In high school world history class, I read a book called Cod, which managed to summarize 1,000 or more years of Western history and geopolitics by focusing on cod and the fishing industry. There’s a whole subgenre of these books that summarize the world (or a part of the world) by focusing on one mundane thing; two others use salt (same author as Cod!) and beverages to frame their histories.
A history of baseball focusing on playing games at night could do something similar, as night games make a good lens for looking at things like the Negro leagues, World War II, cross-country expansion, and the influence of television on the game. You could even tuck in events that were memorably shaped by lights (or the lack thereof), like the Homer in the Gloamin’ or the 32-inning marathon played by Rochester and Pawtucket in 1981.
However, it’s not clear that the sabermetric chapter of that book would be too long, as there’s not much canonical analysis regarding day/night splits. Probably the most substantive piece (at least of those easily found) is Russell Carleton’s Baseball Prospectus piece from several years ago, in which he basically concluded that day/night splits aren’t to be trusted.

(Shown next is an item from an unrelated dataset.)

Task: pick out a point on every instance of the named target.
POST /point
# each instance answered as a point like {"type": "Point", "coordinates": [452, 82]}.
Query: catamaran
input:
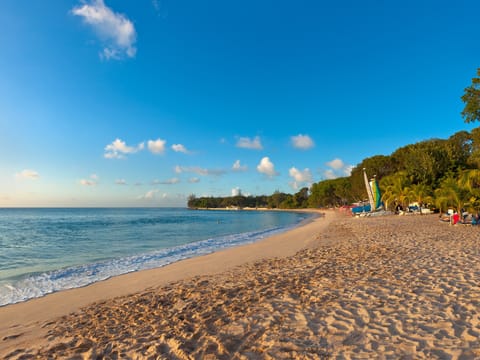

What if there are effects more subtle than those tested for by Dr. Carleton, though? What if we need to use PITCHf/x to see if something’s going on?
I first became interested in this when doing an entirely unrelated analysis last year that looked at whether players who wear their socks up get low strikes called differently from players who wear their socks up. (The answer is “probably not.”) As day/night splits are the same as high/low sock splits for David Wright, I wound up looking at these splits in PITCHf/x, and after a certain amount of puttering and pondering, some interesting results jumped out.
While trying to understand those results, it made sense to add in considerations for whether games were played outdoors or indoors. Together we can think of these two conditions as defining four types of “lighting.” The extra split is in there because any effect due to the light presumably would be different for games played outdoors. I initially didn’t split out indoor-night and indoor-day, but the two ways of bucketing yield noticeably different results.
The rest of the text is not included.